Homebrew cider fans, get your carboys filled NOW. Bring your 5-gallon carboys to Indian Creek and we will fill them with 100% unpasteurized cider for $35 each (only $7/gallon) OR $6/gallon when you buy 10-45 gallons (2-9 carboys) OR $5/gallon when you get 50 gallons (10 carboys). As of today the ever-changing blend includes Cortland, Gala, Spy, McIntosh, Liberty, Fortune, Honeycrisp, and more. Just leave your carboys inside the double doors at the farm stand with your name and number attached. We will call you when filled.
Get local GINGER and TURMERIC. You only need to taste an itsy-bitsy slice of fresh ginger root to be a convert for life. Good enough to eat out of hand, not to mention bringing life to your cooking creations. Same with the fresh turmeric root. Sharon and Dean from TreeGate Farm around the corner have been delighting farm fans with these tropical roots grown here in the Finger Lakes.
Please BRING YOUR OWN BAGS for picking fruits and vegetables. You can fill your bags as you wander the orchards, then set them on the scale at checkout, and we will ring you out without touching your bags. You can also buy our totes which you might have seen around town.
Did you pick any of the last peppers of the year? Did you “put up” some in September? See what Farmketeer @katnessharriet did with her jalapeños. “Kitchen experiments in keto: bacon wrapped, cheese stuffed, jalapenos 😋 Farm fresh peppers from @indiancreekfarmithaca were made for this kind of exaltation 🔥🧡” Yummmmmm.

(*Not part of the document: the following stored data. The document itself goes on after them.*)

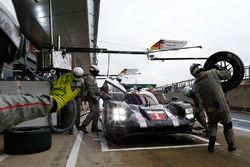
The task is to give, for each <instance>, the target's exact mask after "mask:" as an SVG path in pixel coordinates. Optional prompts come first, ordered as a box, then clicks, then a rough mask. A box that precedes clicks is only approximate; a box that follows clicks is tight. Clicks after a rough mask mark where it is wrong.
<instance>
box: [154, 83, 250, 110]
mask: <svg viewBox="0 0 250 167" xmlns="http://www.w3.org/2000/svg"><path fill="white" fill-rule="evenodd" d="M154 95H155V96H156V98H157V99H158V101H159V103H167V102H169V101H171V98H172V97H178V99H180V100H184V101H188V102H190V103H193V101H192V99H190V98H188V97H186V96H184V95H183V92H182V90H181V89H175V90H174V91H172V92H169V93H162V92H160V91H156V92H154ZM226 98H227V100H228V102H229V106H230V108H231V109H232V110H239V111H246V112H250V82H249V81H244V82H242V83H241V84H240V85H239V86H237V87H236V88H234V89H233V90H231V91H229V92H227V93H226Z"/></svg>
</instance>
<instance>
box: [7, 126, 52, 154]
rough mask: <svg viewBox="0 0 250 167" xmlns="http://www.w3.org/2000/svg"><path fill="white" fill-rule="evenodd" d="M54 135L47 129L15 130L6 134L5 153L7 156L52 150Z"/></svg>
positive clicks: (28, 129) (20, 128)
mask: <svg viewBox="0 0 250 167" xmlns="http://www.w3.org/2000/svg"><path fill="white" fill-rule="evenodd" d="M51 144H52V135H51V131H50V129H49V128H46V127H42V128H41V127H25V128H15V129H11V130H7V131H5V132H4V152H5V153H7V154H14V155H20V154H31V153H38V152H42V151H46V150H48V149H50V148H51Z"/></svg>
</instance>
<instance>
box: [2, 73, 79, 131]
mask: <svg viewBox="0 0 250 167" xmlns="http://www.w3.org/2000/svg"><path fill="white" fill-rule="evenodd" d="M73 78H74V76H73V74H72V73H71V72H68V73H65V74H63V75H61V76H60V77H59V79H58V80H57V81H55V82H54V83H53V87H52V90H51V93H50V95H42V96H38V95H20V94H17V95H3V94H1V95H0V120H1V121H0V133H1V132H2V131H3V130H5V129H8V128H11V127H12V126H14V125H17V124H19V123H21V122H23V121H27V120H31V119H34V118H38V117H44V116H47V115H48V113H49V112H57V111H59V110H60V109H62V108H63V107H64V106H65V105H67V104H68V102H70V101H71V100H73V99H74V98H75V97H76V96H77V95H78V94H79V92H80V89H79V88H76V89H74V90H73V91H72V89H71V84H72V83H73Z"/></svg>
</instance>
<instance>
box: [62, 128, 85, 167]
mask: <svg viewBox="0 0 250 167" xmlns="http://www.w3.org/2000/svg"><path fill="white" fill-rule="evenodd" d="M82 142H83V141H82V132H78V135H77V137H76V140H75V143H74V145H73V147H72V149H71V152H70V154H69V158H68V160H67V162H66V166H65V167H75V165H76V160H77V157H78V153H79V149H80V146H81V143H82Z"/></svg>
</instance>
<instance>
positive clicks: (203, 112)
mask: <svg viewBox="0 0 250 167" xmlns="http://www.w3.org/2000/svg"><path fill="white" fill-rule="evenodd" d="M183 93H184V95H185V96H187V97H188V98H191V99H192V100H193V102H194V117H195V118H196V119H197V121H198V122H199V123H200V124H201V126H202V127H203V128H204V129H205V131H204V133H206V134H207V133H208V126H207V121H206V113H205V111H204V107H203V106H202V103H201V99H200V98H199V97H198V96H197V94H196V93H195V92H194V90H193V88H192V87H191V86H185V87H184V89H183Z"/></svg>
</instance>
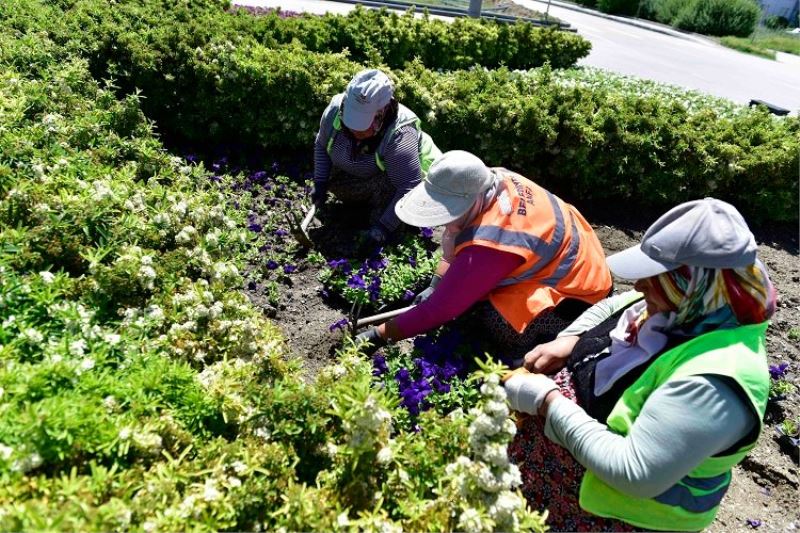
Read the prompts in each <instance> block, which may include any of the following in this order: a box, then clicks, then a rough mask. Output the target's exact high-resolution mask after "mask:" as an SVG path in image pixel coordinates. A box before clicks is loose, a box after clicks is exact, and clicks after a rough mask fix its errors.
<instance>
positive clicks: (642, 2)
mask: <svg viewBox="0 0 800 533" xmlns="http://www.w3.org/2000/svg"><path fill="white" fill-rule="evenodd" d="M693 1H694V0H643V1H642V9H641V13H640V14H641V16H643V17H645V18H648V19H651V20H655V21H658V22H661V23H662V24H672V22H673V21H674V20H675V19H677V18H678V15H679V14H680V13H681V12H682V11H683V10H684V9H686V8H687V6H688V5H689V4H691V3H692V2H693Z"/></svg>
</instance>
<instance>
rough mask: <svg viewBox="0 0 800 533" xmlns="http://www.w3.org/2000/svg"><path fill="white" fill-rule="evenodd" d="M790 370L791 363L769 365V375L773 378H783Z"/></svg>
mask: <svg viewBox="0 0 800 533" xmlns="http://www.w3.org/2000/svg"><path fill="white" fill-rule="evenodd" d="M788 370H789V363H781V364H779V365H769V375H770V377H772V379H781V378H783V377H784V376H786V374H787V372H788Z"/></svg>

An apple thought: “For nearly a thousand years a small orchard was a part of nearly every viable farm in northern Europe, and later in the northeastern United States. Apples being the hardiest fruits, the apple orchard would hold at least a dozen trees of several varieties — some for fresh eating, some for cooking, some for making cider. Most of those trees were grafted onto full-size rootstocks that could grow to a height of 30 to 40 feet,” (Frank Browning, Apples) which put much of the fruit out of reach without huge ladders and considerable strength. Today at Indian Creek you will find some 1,500 apple trees on dwarfing rootstocks which keeps the trees short and plump for easy picking – allowing folks to pick a few fruits with kids and elders for a lazy afternoon of local fooding. So we can pat ourselves on the back for that, but meanwhile…
Remember that there is more to the story of local food in America. It is good to think about the nature of this holiday in all its complex dimensions.
Love to y’all. Hope to see you at The ‘Creek.